6. Robbing Van Purse-thief?
Moyes doesn’t seem to know how to utilize the skills of the Dutch wonder and the manager’s indirect flat-tics appear to be robbing United’s talisman of chances. Perhaps the man at the pinnacle of the rusty spear-head for United has satisfied his thirst for a first major trophy, despite the man himself trying to reassure both himself and the fans otherwise all summer.
Either way, he looked really promising in pre-season and during the early stages of the season. I’m sure many United fans were breathing a sigh of relief, when they saw him rifling the ball in with his normal finesse. In more recent times though, he is increasingly cutting the image of a lonesome figure up top, particularly against West Brom and Shaktar where he seemed to see less of the ball than Lindegaard has this season.
Many United fans will be left fearing that the early-season signs of promise in Van Persie were simply the lingering effects of the Fergie-factor before they wore off. The Reds will be hoping that perhaps Van Persie just needs a consistent run of matches with Rooney either by his side, or playing in just behind him.
Valencia needs to recapture his roaring form
7. Getting the best out of Valencia.
The fact that this comes in at number 7 is quite fitting. Valencia’s lack of confidence hit rock-bottom when he gave up the shirt number, although this admittedly was more to do with his Ecuadorian roots, where superstition is taken far more seriously than in the UK.

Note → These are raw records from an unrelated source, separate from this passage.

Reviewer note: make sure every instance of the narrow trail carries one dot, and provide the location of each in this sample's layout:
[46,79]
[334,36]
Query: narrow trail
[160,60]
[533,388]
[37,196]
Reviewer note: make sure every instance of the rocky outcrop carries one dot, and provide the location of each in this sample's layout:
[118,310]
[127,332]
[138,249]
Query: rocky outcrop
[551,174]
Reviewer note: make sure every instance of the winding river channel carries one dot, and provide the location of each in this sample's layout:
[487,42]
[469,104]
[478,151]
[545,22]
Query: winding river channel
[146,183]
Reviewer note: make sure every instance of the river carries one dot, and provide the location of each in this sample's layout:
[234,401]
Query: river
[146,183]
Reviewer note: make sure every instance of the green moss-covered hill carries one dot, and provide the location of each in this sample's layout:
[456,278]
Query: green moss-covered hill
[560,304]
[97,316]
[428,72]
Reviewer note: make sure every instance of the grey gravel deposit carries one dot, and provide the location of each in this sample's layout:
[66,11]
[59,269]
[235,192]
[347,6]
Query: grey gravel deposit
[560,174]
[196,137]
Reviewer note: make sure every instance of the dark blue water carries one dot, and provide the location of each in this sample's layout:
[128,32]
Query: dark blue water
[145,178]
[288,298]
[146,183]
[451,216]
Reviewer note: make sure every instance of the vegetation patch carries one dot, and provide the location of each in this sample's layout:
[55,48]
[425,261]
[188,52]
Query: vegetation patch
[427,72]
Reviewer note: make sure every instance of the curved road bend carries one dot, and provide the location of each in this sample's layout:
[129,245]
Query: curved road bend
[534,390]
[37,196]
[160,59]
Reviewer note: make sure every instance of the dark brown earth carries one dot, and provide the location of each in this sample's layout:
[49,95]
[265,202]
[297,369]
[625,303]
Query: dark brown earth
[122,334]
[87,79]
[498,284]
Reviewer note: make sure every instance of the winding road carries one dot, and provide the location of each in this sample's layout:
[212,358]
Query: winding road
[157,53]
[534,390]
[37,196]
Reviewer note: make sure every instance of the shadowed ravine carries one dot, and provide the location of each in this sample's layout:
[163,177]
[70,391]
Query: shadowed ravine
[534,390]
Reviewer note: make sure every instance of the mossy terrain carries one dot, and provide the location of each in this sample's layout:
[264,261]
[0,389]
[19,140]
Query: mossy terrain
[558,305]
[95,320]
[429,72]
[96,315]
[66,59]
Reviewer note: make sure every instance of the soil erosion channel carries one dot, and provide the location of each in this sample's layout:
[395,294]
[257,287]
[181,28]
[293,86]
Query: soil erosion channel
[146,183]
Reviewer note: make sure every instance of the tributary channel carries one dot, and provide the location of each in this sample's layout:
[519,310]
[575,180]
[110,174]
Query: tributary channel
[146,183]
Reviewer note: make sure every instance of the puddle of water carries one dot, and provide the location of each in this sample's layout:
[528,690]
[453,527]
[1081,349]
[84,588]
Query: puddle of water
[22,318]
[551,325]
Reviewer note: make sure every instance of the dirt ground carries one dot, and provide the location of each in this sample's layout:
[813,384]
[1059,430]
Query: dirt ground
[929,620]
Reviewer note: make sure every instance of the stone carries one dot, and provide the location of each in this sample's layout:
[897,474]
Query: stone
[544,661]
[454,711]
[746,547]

Fans saw hints of the wide-man’s dormant talent against Leverkusen; hitting the flanks, demonstrating a reassured coolness on the ball, taking players on and providing a mix of drilled and floated crosses from the right… Not to mention that drilled finish that was reminiscent of some moments during his first season in red. However that confidence seems as inconsistent as Anderson’s form, and it needs to permeate consistent performances.